I was in awe. I was ashamed. I was angry.

In awe because of something we don’t spend as much time on in this class because of the flood of injustice presented in the texts. I was in awe of the writing. Saadawi has taken the honest and harrowing tale of Firdaus and turned it into a beautiful fairy tale. And a fairy tale not in the unbelievable, happy-ending, Disney sense of the word, because that’s just patriarchal condescension dressed up in technicolor and musical numbers. No, a fairy tale in that it tells truths that are difficult to hear in their pure form; though Saadawi is as close to pure, I’d argue, it is possible to get. The cyclical nature of the storytelling underlined not only the multitude of oppressive waters Firdaus tries to rise above, but the constant rotation of her experiences. How falling in love is akin to falling into someone’s eyes, as if into their soul—and how the other person’s feeling matter little in that moment; how the severing of her clitoris as a young girl is reenacted over and over again as Firdaus is forced to sever herself from her own feelings in order to survive; these moments turn in the wheel of fate that Saadawi’s psychiatrist kneels on a cold floor to hear, entranced and unable to pull away.

And I was ashamed, just like the woman in our story frame, for being able to put the book down upon completion, plug in my iPhone and try to sleep. I was ashamed for having been born privileged in skin, location, money, and ability. I was ashamed that I never had to work so damned hard, not just to establish myself as a success, but to establish myself as a human being, surrounded by a world—worlds upon worlds—whose intent to dehumanize me for their own exploitation had become so profuse that it was hard to recognize. (How does a fish explain when the water is oppressive?) The multiple layers of oppression I talked about in the last post are laid bare in Woman at Point Zero and when even your body is no longer your own—and for women, is it ever?—lashing out and denying another their body in death seems almost righteous.
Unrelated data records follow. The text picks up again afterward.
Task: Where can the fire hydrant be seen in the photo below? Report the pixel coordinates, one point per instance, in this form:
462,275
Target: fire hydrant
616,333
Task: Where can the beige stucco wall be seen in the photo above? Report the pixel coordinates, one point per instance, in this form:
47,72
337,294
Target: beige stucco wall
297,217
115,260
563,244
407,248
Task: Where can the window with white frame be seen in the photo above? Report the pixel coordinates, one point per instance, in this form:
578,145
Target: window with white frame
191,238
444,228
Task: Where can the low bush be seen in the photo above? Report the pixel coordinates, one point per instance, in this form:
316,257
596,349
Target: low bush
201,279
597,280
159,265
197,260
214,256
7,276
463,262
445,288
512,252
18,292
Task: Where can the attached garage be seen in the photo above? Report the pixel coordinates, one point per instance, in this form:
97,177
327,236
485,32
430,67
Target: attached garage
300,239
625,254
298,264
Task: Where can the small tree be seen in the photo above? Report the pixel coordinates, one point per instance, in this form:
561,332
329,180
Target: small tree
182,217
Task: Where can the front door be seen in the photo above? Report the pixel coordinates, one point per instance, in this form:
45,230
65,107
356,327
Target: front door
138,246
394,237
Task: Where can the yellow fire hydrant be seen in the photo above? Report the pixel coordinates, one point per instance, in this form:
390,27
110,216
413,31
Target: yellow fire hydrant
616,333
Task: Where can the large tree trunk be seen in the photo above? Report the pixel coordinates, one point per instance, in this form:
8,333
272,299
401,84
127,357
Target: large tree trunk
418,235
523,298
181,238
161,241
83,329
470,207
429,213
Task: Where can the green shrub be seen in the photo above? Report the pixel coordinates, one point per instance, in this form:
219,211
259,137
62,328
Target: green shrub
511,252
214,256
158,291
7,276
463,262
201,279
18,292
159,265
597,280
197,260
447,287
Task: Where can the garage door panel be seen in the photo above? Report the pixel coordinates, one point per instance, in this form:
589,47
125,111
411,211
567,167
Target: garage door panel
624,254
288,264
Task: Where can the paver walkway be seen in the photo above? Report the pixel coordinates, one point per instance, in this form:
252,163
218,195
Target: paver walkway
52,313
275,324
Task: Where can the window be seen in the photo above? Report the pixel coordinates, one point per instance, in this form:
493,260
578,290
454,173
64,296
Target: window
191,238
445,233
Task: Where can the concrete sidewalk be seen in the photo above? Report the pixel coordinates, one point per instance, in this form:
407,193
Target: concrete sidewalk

Then I was angry, because little has changed. Firdaus’s only moments of agency are the times she left the homes of her abusers and wandered the streets. Terrifying and edifying, these repeating scenes when she is poured into the masses of people and becomes anonymous are her only moments of freedom. This freedom is always ripped away when  a man notices her and she follows. She follows because she has no other option and the only path to even a small sense of agency is money. Saadawi’s book feels like the fictionalization of Oyěwùmí’s essay, or better yet, the naturally outgrowth of relabeling an entire portion of the population. Re-categorizing community members as ‘women’ and therefore, subservient, allows a redistribution of power that makes the colonizer more comfortable in dealing with the colonized. We name things in order to control them, and in naming, we bring all the connotations from the colonizer’s language down upon the head of the named. Women are inferior because they have always been so. Women are unable to hold positions of power because in our imperial memory they have not—Her Royal Highness notwithstanding, since that’s ordained by God, who’s a man. The colonizer is so emboldened by his superior strength that he has no cause for reflection upon his own ideology—not even a recognition that he embodies an ideology, because it is the dominant one, and therefore, the right one.

Yet, Saadawi’s Woman at Point Zero eclipses all the other readings for this week. It’s lyrical prose exposed the background drumming of patriarchal oppression in clearer tones than any essay or video. Firdaus’s struggle—no, I won’t patronize her by calling this a struggle—her realization is that life is her true prison is the essence of the story, of so many of these stories. It is not about changing Firdaus’s choices, but about changing the very fabric of the world in which she, and all of us, live. It is reading this and recognizing that this oppression is all around us and we perpetuate by being sad and depressed and feeling grateful. We should be in awe of this book. We should be ashamed that this is not our life. And we should be angry that we are still fish underwater, surrounded by a system determined to force into inferiority.

Perhaps the only way for us to evolve is to leave the water and find a way upon the land.